Second, Jesus shows us man’s proper relationship to the animal world. While Isaac was saved from sacrifice by a ram, the ram in the stable sees the “Lamb of God” whose sacrifice would take away the sins of the world. While undoubtedly a few birds roosted in the stable’s eaves, the Baby would be presented in the Temple not with the offering of a ram but of two turtle doves—the substitute offering for those who were poor. Still, as Wyszyński reminds us, this Baby’s Father feeds the sparrows of the field, not one of which falls without His Knowledge. And Jesus, as King of Creation, the “Lion of Judah” lies down with the lambs of Bethlehem, already inaugurating in an animal’s stable that time of “peace on all my holy mountain” (Isaiah 11:9) that the Messiah brings. (My Christology professor, Fr. Joseph Szewczyk, used to remind us that the Temptation scene in Mark, although terse, is full of meaning. While Matthew and Luke focus on the three temptations of Christ, for Mark it suffices that He was tempted amidst the animals while the angels tended Him. All creation—material (animals), material and spiritual (man), and spiritual (angels, God)—is there).

Third, the animals give man example. In Polish and some other European traditions, animals are said to talk on Christmas night. Farmers will share their blessed wafers (opłatek) that they use at Christmas Eve supper (Wigilia) with their beasts. Dogs are often let off the leash on this night of freedom. (Having been followed down some snowy Polish rural roads on Christmas Eve, I can attest that the latter is true).

That tradition tells us something. If animals can speak on this holy night with human voices, with what kind of voice should men speak? If animals would want to act like men, why do men want to act like animals, especially towards their fellow man?

Remember that Wyszyński was writing at a time when memories of German and Russian occupation and German concentration camps were still vivid ones for many Polish families.

But animality is not just a Nazi or Soviet trait. It is a human one, because of sin. Social contract theoreticians like Thomas Hobbes defined humanity as homo homini lupus (man is a wolf to his fellow man). And plenty of people would say (though hopefully not on Christmas Eve) that “getting ahead” means “watching out for your interests,” even if it means stepping on others’.

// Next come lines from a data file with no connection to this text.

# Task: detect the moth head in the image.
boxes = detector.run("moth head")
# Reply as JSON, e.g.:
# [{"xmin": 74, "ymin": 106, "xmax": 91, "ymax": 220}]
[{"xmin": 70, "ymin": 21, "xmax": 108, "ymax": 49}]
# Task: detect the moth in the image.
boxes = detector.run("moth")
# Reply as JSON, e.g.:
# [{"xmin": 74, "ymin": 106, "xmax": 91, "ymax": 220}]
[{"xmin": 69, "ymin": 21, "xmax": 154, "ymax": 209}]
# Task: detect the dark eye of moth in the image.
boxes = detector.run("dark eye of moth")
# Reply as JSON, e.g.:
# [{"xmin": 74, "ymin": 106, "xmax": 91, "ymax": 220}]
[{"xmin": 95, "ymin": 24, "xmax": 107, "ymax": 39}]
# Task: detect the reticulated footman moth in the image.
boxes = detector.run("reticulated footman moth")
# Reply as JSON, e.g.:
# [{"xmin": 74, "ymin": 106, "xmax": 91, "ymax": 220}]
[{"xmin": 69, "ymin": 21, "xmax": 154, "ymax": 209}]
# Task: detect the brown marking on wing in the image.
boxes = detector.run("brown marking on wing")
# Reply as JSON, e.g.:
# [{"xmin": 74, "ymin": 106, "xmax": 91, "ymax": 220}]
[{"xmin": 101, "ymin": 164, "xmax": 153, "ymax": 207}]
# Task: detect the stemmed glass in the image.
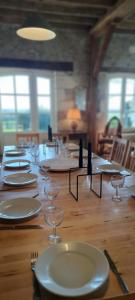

Wyszyński does not explicitly mention it in this part of his meditation, but the fact that the Baby Jesus finds welcome in an animal’s feeding trough when all sorts of human doors were closed in his parents’ faces also poses the question: do we act human?

Wyszyński’s takeaway is this: as we reflect on the peaceful animals amidst which Jesus finds His first place on earth, animals that perhaps spoke a word to each other that night about the Word, should we not resolve that the words (and deeds) that come out of me—not just on Christmas but all the year—might at least try to be what the animals accomplished by miracle: human? Should we not commit ourselves to words and deeds that are … human?